Our trip to the Fabric of India exhibition at the V&A …
Friday was a brilliant day. I went with a group of staff and volunteers from Significant Seams to the Fabric of India Exhibition at the Victoria and Albert museum. Admission was via complementary ticket; it was a real treat, and meant a lot to me, as a tangible thank you for my volunteering. Don’t get me wrong, I do not expect something like this in return for volunteering, and that is exactly why it meant so much.
Even though I have lived in London all my life, this was my first visit to the V&A and it will definitely not be my last. It is a real treasure, and admission to all the ‘standard’ galleries is free, and there is nothing standard about the ‘standard’ galleries.
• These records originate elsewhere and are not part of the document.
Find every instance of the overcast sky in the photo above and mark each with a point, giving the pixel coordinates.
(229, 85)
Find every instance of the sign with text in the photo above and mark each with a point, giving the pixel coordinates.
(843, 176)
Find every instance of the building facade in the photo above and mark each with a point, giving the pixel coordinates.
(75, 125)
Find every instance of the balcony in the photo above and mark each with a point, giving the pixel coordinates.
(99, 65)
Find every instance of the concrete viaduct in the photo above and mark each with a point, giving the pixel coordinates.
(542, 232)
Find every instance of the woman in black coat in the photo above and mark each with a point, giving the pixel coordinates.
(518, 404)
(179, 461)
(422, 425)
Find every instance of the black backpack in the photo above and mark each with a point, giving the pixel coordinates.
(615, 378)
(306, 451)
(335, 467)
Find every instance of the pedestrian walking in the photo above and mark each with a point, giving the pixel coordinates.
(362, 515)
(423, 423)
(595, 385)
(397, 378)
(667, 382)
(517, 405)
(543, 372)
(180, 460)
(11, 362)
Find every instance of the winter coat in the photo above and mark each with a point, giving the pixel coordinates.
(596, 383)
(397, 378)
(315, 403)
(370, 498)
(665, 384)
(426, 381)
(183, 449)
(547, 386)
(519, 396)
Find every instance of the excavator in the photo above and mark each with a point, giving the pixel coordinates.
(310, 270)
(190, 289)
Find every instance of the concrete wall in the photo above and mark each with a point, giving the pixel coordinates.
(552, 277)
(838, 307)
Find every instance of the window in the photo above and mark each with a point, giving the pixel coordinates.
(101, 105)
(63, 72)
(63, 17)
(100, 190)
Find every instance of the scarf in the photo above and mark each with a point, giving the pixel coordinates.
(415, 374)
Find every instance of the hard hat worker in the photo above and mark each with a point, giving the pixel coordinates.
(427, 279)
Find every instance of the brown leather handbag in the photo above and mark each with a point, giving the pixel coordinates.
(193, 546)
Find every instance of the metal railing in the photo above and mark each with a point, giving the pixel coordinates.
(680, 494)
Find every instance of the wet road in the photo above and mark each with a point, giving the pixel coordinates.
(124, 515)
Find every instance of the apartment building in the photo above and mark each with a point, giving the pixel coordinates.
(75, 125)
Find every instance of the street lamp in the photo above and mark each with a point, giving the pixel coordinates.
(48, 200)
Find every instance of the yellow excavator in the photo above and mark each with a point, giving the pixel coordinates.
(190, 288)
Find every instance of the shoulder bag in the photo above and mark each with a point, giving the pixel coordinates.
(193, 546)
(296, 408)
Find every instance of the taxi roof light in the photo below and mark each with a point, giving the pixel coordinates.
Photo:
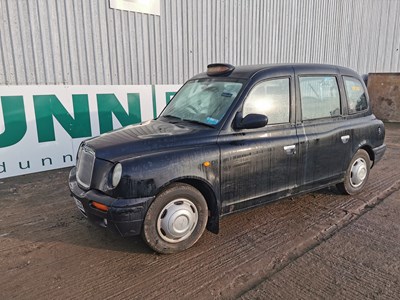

I loved the exhibition, from the beautiful colours, the amazing patterns, the lavish fabrics and adornments, along with interesting information. The people in India were using fixing agents (mordants) and vibrant dyes based on roots, bark and beetle juice as far back as 2500 BC and in the west we got to a comparable end product in terms of quality of dyes and fixing in the 19th century. So 4000 plus years later we got there. I am still massively impressed by the fact that they used to dye the warp and weft threads with the relevant dyes at the appropriate intervals, before weaving, and the end result were detailed and precise patterned fabrics. The calculations and skill involved is mind blowing.
Afterwards I spent time in the large courtyard garden at the V&A looking at the architecture, the beautiful colours of the bricks, and the amazing reflections in the large, shallow, water-filled stone-paved oval. We enjoyed hots drinks and some nibbles in this courtyard, before heading home.
It was a really great day. Many thanks to both the V&A and Significant Seams.